Which finest Gold and Pearl excell!
Such sacred Treasures are the Limbs of Boys
In which a Soul doth dwell:
Their organized Joints and azure Veins
More Wealth include than the dead World contains.

From Dust I rise
And out of Nothing now awake;
These brighter Regions which salute mine Eys
A Gift from God I take:
The Earth, the Seas, the Light, the lofty Skies,
The Sun and Stars are mine; if these I prize.

A Stranger here,
Strange things doth meet, strange Glory see,
Strange Treasures lodg’din this fair World appear,
Strange all and New to me:
But that they Mine should be who Nothing was,
That Strangest is of all; yet brought to pass.

The work was first performed on 24th January, 2015 at St Barnabas church, Ealing by William Petter (tenor) and William Vann (piano).

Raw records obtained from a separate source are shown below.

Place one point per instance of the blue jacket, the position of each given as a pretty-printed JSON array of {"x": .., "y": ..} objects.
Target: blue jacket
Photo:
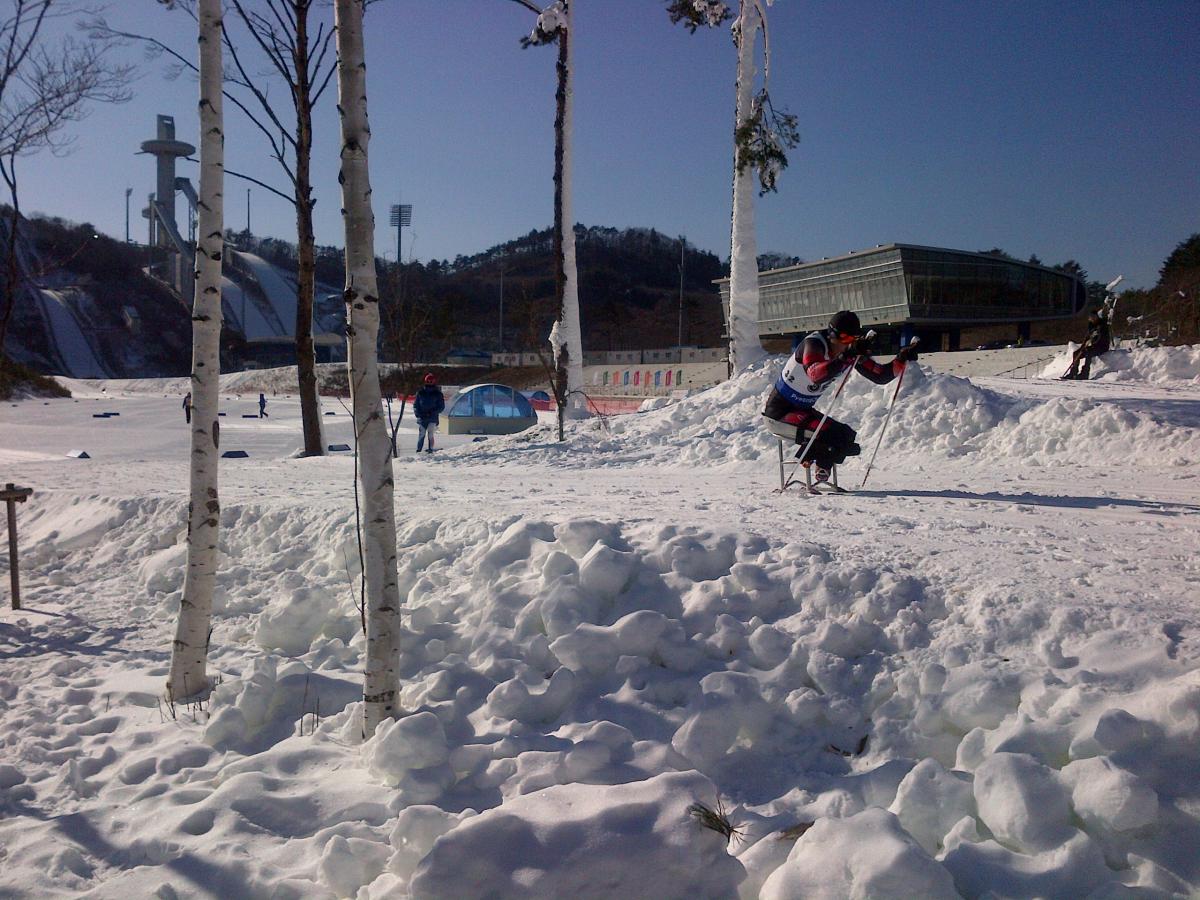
[{"x": 429, "y": 403}]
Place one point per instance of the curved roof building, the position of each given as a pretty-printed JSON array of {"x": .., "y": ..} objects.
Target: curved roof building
[{"x": 912, "y": 289}]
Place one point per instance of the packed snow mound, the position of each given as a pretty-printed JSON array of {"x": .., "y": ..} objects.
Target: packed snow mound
[
  {"x": 1153, "y": 365},
  {"x": 586, "y": 840},
  {"x": 936, "y": 415},
  {"x": 544, "y": 661}
]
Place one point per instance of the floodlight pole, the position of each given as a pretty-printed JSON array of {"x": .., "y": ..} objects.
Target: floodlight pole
[
  {"x": 683, "y": 244},
  {"x": 401, "y": 216},
  {"x": 501, "y": 335}
]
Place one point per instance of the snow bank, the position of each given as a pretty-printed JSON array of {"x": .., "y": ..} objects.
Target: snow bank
[
  {"x": 1157, "y": 365},
  {"x": 891, "y": 697},
  {"x": 937, "y": 415},
  {"x": 586, "y": 841}
]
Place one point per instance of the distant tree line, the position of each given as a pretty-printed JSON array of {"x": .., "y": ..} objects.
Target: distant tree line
[{"x": 1169, "y": 311}]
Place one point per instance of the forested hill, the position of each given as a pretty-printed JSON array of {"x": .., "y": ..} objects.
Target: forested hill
[
  {"x": 629, "y": 288},
  {"x": 629, "y": 298}
]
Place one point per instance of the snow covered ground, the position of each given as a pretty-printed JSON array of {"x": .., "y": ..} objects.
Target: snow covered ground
[{"x": 979, "y": 676}]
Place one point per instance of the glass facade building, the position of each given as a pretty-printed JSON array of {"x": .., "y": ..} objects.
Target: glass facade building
[{"x": 912, "y": 289}]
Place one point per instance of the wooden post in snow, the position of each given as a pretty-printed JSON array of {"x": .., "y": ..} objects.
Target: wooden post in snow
[{"x": 12, "y": 495}]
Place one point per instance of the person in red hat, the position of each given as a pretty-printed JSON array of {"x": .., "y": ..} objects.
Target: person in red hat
[{"x": 427, "y": 406}]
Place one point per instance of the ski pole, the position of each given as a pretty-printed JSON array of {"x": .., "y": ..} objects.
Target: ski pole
[
  {"x": 833, "y": 402},
  {"x": 886, "y": 419}
]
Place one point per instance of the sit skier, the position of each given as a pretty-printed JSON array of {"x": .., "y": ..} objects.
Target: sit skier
[
  {"x": 815, "y": 365},
  {"x": 1096, "y": 343},
  {"x": 427, "y": 406}
]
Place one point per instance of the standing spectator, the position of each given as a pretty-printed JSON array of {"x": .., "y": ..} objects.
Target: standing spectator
[{"x": 427, "y": 406}]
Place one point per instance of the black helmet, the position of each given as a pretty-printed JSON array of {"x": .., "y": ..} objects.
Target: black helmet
[{"x": 845, "y": 323}]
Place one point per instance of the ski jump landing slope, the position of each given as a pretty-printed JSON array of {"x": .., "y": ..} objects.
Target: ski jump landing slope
[
  {"x": 73, "y": 348},
  {"x": 267, "y": 311}
]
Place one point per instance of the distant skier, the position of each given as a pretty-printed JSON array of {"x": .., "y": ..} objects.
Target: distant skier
[
  {"x": 427, "y": 406},
  {"x": 1097, "y": 342},
  {"x": 815, "y": 365}
]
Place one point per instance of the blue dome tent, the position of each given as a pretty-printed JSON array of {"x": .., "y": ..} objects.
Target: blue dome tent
[{"x": 490, "y": 409}]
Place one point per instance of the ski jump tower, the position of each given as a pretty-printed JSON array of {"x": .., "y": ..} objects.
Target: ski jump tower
[{"x": 161, "y": 211}]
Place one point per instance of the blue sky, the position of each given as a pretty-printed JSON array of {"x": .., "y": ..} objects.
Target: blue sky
[{"x": 1068, "y": 130}]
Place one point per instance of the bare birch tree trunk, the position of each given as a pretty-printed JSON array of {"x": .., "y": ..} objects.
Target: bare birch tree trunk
[
  {"x": 378, "y": 527},
  {"x": 306, "y": 274},
  {"x": 189, "y": 676},
  {"x": 745, "y": 347}
]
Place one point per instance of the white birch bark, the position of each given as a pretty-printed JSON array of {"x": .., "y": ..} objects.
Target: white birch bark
[
  {"x": 189, "y": 676},
  {"x": 745, "y": 347},
  {"x": 570, "y": 331},
  {"x": 378, "y": 525}
]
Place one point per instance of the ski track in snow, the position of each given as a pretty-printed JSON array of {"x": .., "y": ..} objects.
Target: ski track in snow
[{"x": 978, "y": 675}]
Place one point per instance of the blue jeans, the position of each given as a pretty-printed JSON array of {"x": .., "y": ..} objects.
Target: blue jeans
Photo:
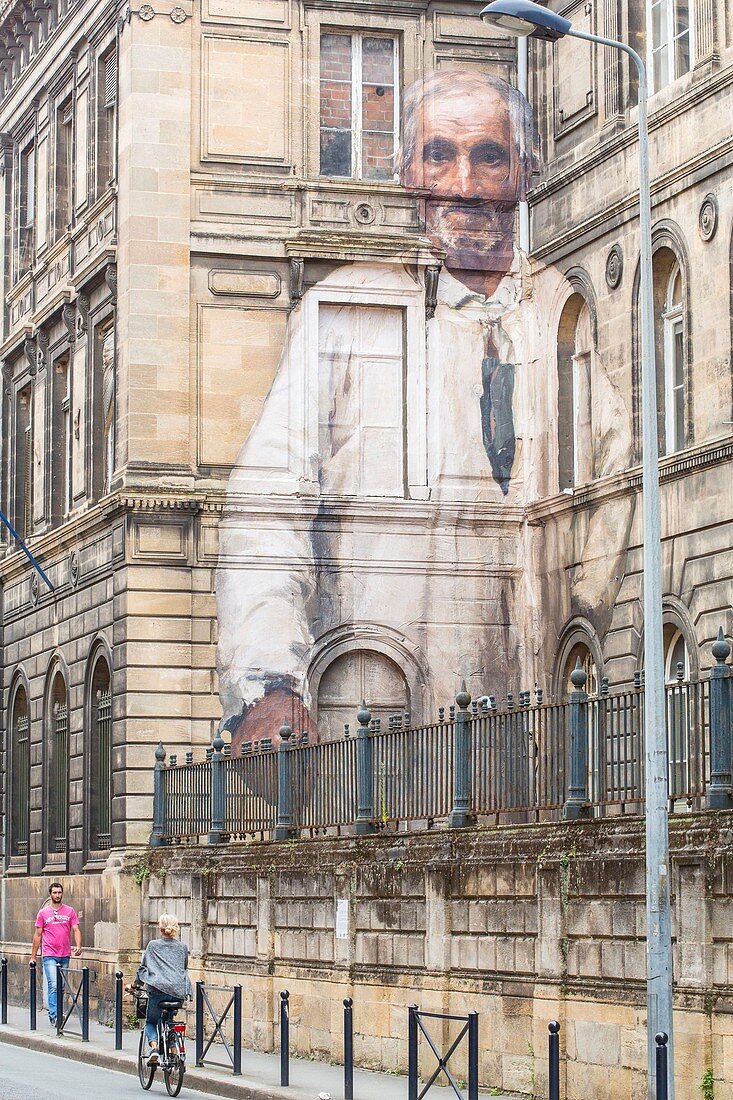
[
  {"x": 153, "y": 1014},
  {"x": 50, "y": 965}
]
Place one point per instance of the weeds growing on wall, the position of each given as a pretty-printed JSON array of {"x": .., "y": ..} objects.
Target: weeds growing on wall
[{"x": 708, "y": 1086}]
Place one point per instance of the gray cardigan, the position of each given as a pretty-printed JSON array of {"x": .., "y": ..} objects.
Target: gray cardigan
[{"x": 163, "y": 967}]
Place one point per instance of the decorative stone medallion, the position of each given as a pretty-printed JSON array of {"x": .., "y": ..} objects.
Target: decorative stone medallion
[
  {"x": 364, "y": 213},
  {"x": 614, "y": 266},
  {"x": 708, "y": 218}
]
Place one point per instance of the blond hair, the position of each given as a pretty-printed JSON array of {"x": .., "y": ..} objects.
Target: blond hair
[{"x": 168, "y": 924}]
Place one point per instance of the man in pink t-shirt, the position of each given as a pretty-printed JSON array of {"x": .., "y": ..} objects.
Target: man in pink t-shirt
[{"x": 54, "y": 925}]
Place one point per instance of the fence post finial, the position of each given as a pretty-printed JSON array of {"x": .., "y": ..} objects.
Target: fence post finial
[
  {"x": 364, "y": 821},
  {"x": 721, "y": 712},
  {"x": 217, "y": 765},
  {"x": 159, "y": 798},
  {"x": 576, "y": 804},
  {"x": 284, "y": 823},
  {"x": 460, "y": 815}
]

A second performance of the piece was given by William Petter (tenor) and Peter Foggitt (piano) at St Pancras church on 15th May, 2015 as part of that year’s London Festival of Contemporary Church Music.

Published: Paul Ayres 2015

Recorded: The premiere of the work was recorded and may be seen on YouTube.

The second performance may be heard on SoundCloud.